Pour le CRIF, dont la pétition a été signée par une cinquantaine d'intellectuels, de religieux, de médecins, de responsables politiques, cette résolution constitue bel et bien "une remise en cause inacceptable de la liberté religieuse et porte atteinte à l'essence même du judaïsme. Elle agresse les communautés juives d'Europe déjà exposées à une résurgence sans précédent de l'antisémitisme et est inconcevable pour tous ceux qui ont vécu la shoah". "Toute comparaison de cette tradition avec la pratique barbare et condamnable de la mutilation génitale féminine relève au mieux d’une ignorance profonde et au pire de la diffamation et de la haine antireligieuse », avait de son côté estimé le ministère israélien des affaires étrangères, début octobre.
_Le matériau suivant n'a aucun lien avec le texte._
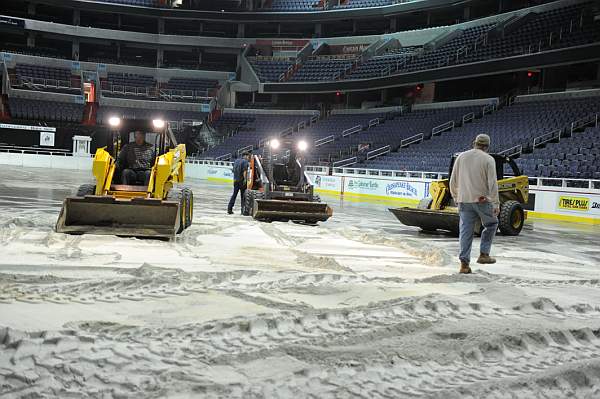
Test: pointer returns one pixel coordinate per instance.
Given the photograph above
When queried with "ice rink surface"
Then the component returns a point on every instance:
(359, 306)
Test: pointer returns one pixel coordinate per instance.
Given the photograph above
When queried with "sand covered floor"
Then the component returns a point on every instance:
(359, 306)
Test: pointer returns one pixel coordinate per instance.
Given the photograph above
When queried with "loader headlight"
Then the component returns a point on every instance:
(114, 121)
(158, 123)
(302, 145)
En France, une pratique "admise"

Côté musulman, le président de l’Observatoire national contre l’islamophobie, Abdallah Zekri, avait également dénoncé une "décision scandaleuse". En France, la circoncision est considérée comme une "pratique religieuse dépourvue de tout fondement légal mais néanmoins “admise” ", selon les termes du Conseil d'Etat, en 2004.
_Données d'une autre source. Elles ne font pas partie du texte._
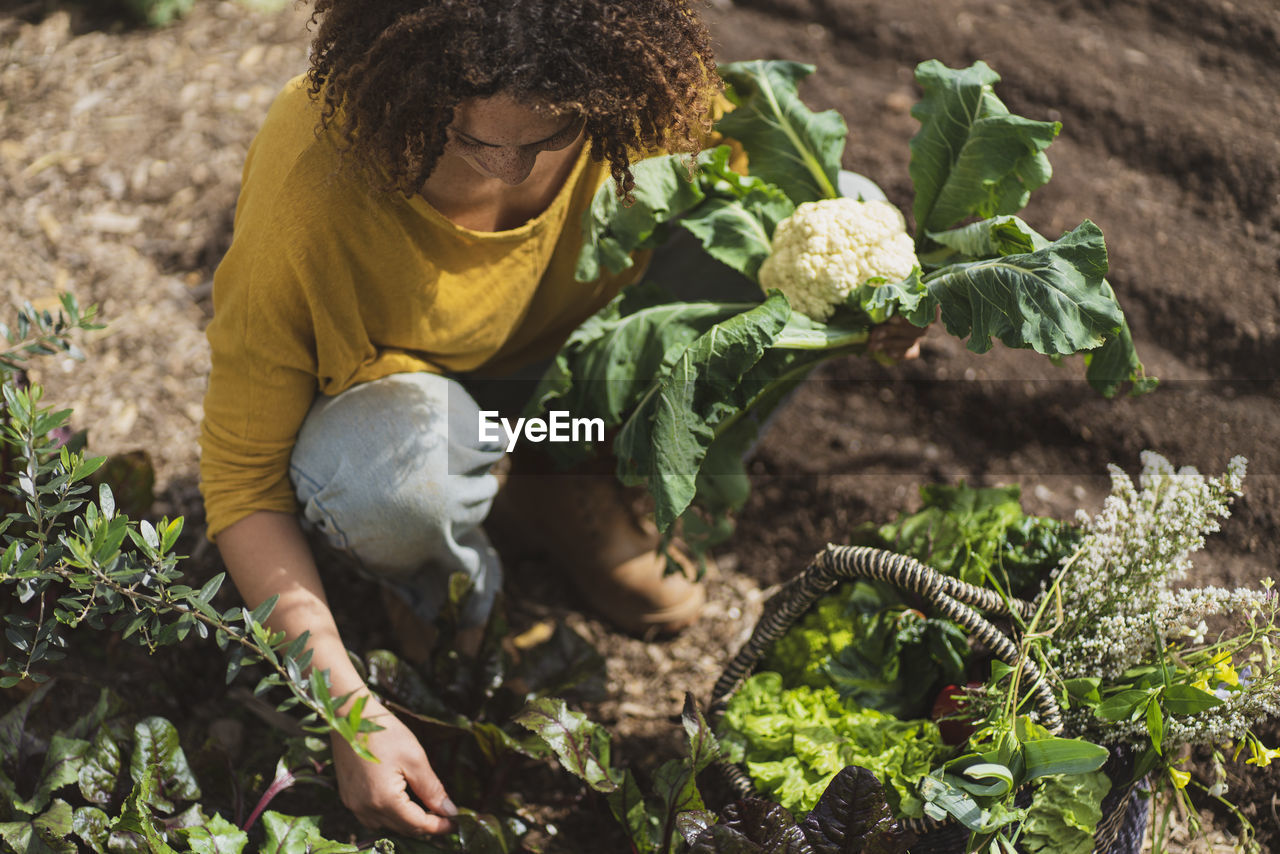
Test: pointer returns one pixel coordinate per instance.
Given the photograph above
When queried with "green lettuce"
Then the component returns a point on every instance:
(873, 649)
(794, 741)
(1064, 813)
En réponse à ces critiques, Marlene Rupprecht (sociale-démocrate allemande), qui a présenté le texte, a affirmé dans un communiqué que celle-ci ne cherchait "à stigmatiser aucune communauté religieuse ou ses pratiques ". "Au contraire, ajoute-t-elle, l’Assemblée appelle au débat public, y compris à un dialogue interculturel et interreligieux, pour dégager un consensus le plus large possible sur le droit des enfants à la protection contre les violations de leur intégrité physique".

Cette résolution européenne intervient quelques mois après la controverse qui a agité l'Allemagne sur ce sujet en 2012. Après une décision de justice qui avait jugé la circoncision "illégale", l'assimilant à "une blessure", et le tollé international qu'elle avait provoqué le Parlement allemand avait adopté une loi encadrant la circoncision pour des motifs religieux, imposant de "respecter les règles de la médecine et de traiter efficacement la douleur ".  Le gouvernement avait immédiatement rassuré les communautés concernées. "Au nom de ce gouvernement, disons les choses clairement : nous tenons à ce qu’une vie religieuse juive, à ce qu’une vie religieuse musulmane soient possibles en Allemagne", avait déclaré le porte-parole de la chancelière Angela Merkel.